Le Kahama Hotel est vraiment en bord d’autoroute. Mais il est confortable. Dès notre arrivée, j’organise notre excursion du lendemain au Nairobi National Park avec l’agence African Eagle.
Infos pratiques :
Prix d’un billet en première classe :
Adulte : 75 USD (60 euros)
Enfant : 55 USD (45 euros)
Le prix (en première mais également en seconde classe) inclut une couchette, ainsi qu’un dîner et un petit-déjeuner.
Horaires :
Départ annoncé : 19 heures
Arrivée annoncée : 10 heures le lendemain matin
MAIS retards fréquents. Par exemple, nous sommes partis à 19h30, donc avec une demi-heure de retard, et arrivés à 13h30, donc avec trois heures et demi de retard.
Temps de trajet :
Annoncé : 15 heures (19 heures – 10 heures le lendemain matin)
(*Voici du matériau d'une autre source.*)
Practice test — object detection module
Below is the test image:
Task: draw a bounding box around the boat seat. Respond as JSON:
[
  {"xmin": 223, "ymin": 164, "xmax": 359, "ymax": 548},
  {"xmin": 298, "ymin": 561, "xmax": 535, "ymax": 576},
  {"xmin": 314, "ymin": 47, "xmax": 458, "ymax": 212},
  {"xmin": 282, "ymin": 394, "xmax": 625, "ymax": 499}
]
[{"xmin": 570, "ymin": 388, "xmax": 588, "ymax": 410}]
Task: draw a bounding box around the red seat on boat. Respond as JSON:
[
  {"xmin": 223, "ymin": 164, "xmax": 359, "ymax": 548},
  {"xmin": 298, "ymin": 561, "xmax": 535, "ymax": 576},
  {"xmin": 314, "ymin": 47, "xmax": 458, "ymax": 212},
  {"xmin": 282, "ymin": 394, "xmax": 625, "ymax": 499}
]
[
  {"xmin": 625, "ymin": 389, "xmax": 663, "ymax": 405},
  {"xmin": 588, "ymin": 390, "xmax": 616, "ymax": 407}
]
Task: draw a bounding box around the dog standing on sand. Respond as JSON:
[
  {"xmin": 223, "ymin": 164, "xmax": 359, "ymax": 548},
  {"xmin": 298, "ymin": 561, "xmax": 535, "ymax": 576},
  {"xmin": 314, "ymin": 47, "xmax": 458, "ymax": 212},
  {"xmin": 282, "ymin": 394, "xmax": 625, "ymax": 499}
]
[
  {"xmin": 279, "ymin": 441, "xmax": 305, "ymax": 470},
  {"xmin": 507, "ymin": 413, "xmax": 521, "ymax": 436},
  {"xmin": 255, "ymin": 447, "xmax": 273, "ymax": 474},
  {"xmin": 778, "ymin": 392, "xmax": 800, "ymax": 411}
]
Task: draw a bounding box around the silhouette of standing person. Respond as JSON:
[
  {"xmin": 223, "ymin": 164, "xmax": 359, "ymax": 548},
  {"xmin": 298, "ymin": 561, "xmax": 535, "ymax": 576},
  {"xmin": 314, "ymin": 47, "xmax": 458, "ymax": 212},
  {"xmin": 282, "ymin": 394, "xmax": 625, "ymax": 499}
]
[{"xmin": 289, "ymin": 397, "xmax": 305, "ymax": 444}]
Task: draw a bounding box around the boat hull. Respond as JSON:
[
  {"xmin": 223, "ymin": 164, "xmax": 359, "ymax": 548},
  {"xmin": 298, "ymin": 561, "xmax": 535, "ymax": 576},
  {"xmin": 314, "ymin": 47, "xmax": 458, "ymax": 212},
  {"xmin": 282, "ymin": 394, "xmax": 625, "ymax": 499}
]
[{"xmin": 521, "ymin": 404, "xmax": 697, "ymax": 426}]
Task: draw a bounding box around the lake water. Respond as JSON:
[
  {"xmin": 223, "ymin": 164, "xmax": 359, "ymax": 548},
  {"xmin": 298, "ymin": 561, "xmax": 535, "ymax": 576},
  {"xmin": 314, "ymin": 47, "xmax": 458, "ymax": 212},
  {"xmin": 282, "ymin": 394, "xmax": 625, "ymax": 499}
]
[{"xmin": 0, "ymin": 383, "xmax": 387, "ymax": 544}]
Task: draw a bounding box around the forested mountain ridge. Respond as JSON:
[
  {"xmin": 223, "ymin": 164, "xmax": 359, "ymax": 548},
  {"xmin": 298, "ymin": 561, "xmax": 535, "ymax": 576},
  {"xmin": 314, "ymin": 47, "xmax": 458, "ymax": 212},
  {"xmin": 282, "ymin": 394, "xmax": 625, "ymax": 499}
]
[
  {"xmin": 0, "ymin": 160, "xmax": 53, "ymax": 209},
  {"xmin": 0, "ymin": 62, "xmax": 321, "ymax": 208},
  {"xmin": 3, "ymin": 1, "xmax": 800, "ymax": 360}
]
Réel : 18 heures (19h30 – 13h30 le lendemain après-midi)
Inconvénients :
C’est long. Il faut aimer le train !
C’est cher pour ce que c’est.
Avantages :
Economise une nuit d’hôtel
Moyen de transport idéal avec des enfants (toilettes à disposition, possibilité de se défouler en courant dans les allées)
C’est amusant de dormir dans un train et de manger à table dans un wagon restaurant
Pourquoi voyager en train plutôt qu’en avion ou en bus ?
- Le train c’est beaucoup plus cher que le bus mais beaucoup plus sûr
Le bus est la solution la moins onéreuse pour voyager de Mombasa à Nairobi. Mais il paraît que ce n’est vraiment pas sûr (mauvais état des bus et des routes, chauffeurs qui conduisent vite). Si vraiment on a un budget serré, et qu’on veut absolument voyager en bus, on choisit bien sa compagnie. Mais avec des enfants, on ne prend pas le risque.
- Le train c’est moins cher que l’avion (à moins de réserver ses billets longtemps à l’avance) mais beaucoup plus long.
En réservant ses billets d’avion avec Kenya Airways longtemps à l’avance, on peut s’en tirer pour moins cher que le voyage en train. Mais en le faisant à la dernière minute, c’est beaucoup plus cher.
Pour les voyageurs à petits budgets, le train est la solution idéale, à condition d’avoir du temps. Le train ne part que trois fois par semaine. En outre, le train a fréquemment du retard.
Merci pour ce voyage. Nous l’avons effectué il y a plusieurs années, rien ne semble avoir changé. Les couverts d’argent et les gants blancs des serveurs nous avaient impressionnés.